Due to the band structure of semiconductors the most efficient way to use a photovoltaic cell is to illuminate it with light having the same energy as the band gap. Light with smaller energies is not absorbed at all. Light with larger energy is absorbed but the energy difference is lost as heat. Naturally, the radiation of a hot body is broadband and not narrowband as desired. To get an efficient TPV system one can use a filter which lets pass radiation with the correct wavelength and reflects everything else back to the emitter, or one can structure the emitter to emit narrowband light.

According to Kirchhoff's law absorption and emission of a body are linked. The best absorber, which is thus also the best emitter, is a black body, a theoretical entity which absorbs all incident electromagnetic radiation. The emission of a black body, derived by Max Planck, is commonly assumed to be the upper limit. But this is only true if the emitter is larger than the thermal wavelength [1] and if we analyze the light at distances from the emitter large compared to this thermal wavelength [2]. This far-field zone starts at distances of a few thermal wavelengths. The thermal wavelength is about 10 µm at 300 K and scales with the inverse of the temperature.
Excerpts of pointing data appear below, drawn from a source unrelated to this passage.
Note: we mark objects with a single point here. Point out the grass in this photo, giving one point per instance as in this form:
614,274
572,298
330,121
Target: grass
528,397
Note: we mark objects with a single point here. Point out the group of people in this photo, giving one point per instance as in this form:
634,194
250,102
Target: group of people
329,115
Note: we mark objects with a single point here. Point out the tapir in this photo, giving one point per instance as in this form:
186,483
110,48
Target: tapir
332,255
In the near field besides the normal propagating modes there are also evanescent modes. Evanescent modes are light that propagates along the surface and exponentially decays into the space. If a cold second body is brought closely to the hot first one these evanescent modes will contribute to the heat transfer from hot to cold body. The near-field radiative heat transfer can be orders of magnitude larger than the far-field transfer [2]. For TPV applications it means an increase in total power, together with a high efficiency if designed narrowband [3,4].

Several mechanisms are known to lead to good near-field heat transfers, e.g. surface polaritons [5] and so called hyperbolic metamaterials (HMMs) [6]. Hyperbolic corresponds to the isofrequency surfaces in k-space. They are hyperboloids instead of ellipsoids as for natural materials.
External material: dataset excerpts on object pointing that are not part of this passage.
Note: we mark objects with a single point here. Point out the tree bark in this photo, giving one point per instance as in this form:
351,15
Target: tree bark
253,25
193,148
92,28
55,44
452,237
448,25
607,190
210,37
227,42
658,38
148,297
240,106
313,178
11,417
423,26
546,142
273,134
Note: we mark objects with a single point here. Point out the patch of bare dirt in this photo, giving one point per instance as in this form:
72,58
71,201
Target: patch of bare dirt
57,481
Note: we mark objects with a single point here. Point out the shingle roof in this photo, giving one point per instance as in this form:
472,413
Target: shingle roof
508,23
Two realizations of HMMs exist. One is metallic wires in a dielectric membrane, the other one is a layered system consisting of alternating metallic and dielectric layers. The feature sizes of the structures must be below the wavelength to be able to treat them as an effective homogeneous material, so in the nanometer range [7].

Hyperbolic metamaterials in the context of near-field radiative heat transfer shall be analyzed in this subproject of the Collaborative Research Centre 986. Besides thermophotovoltaics other applications are conceivable, e.g. touchless cooling [8].

 

Goals

The main goal of the project is to measure the enhanced near-field radiative heat transfer between HMMs.

 

Concrete goals are:

    Identify HMMs with desired properties

    Fabricate those HMMs

    Confirm HMM properties with different characterization techniques

    Measure near-field heat flux between and through HMMs

    Clarify advantages and disadvantages of HMMs in comparison to other concepts

 

Depending on the purpose the HMMs should have different properties:

    For TPV systems the metamaterials must be hyperbolic in near infrared (NIR)

    For e.g. touchless cooling the metamaterials may be hyperbolic in mid infrared (MIR)

    For TPV systems the hyperbolic frequency band must be narrowband

    For e.g. touchless cooling the hyperbolic frequency band must be broadband

 

Such studies, if successful, could be followed by design and characterization studies on concrete TPV systems.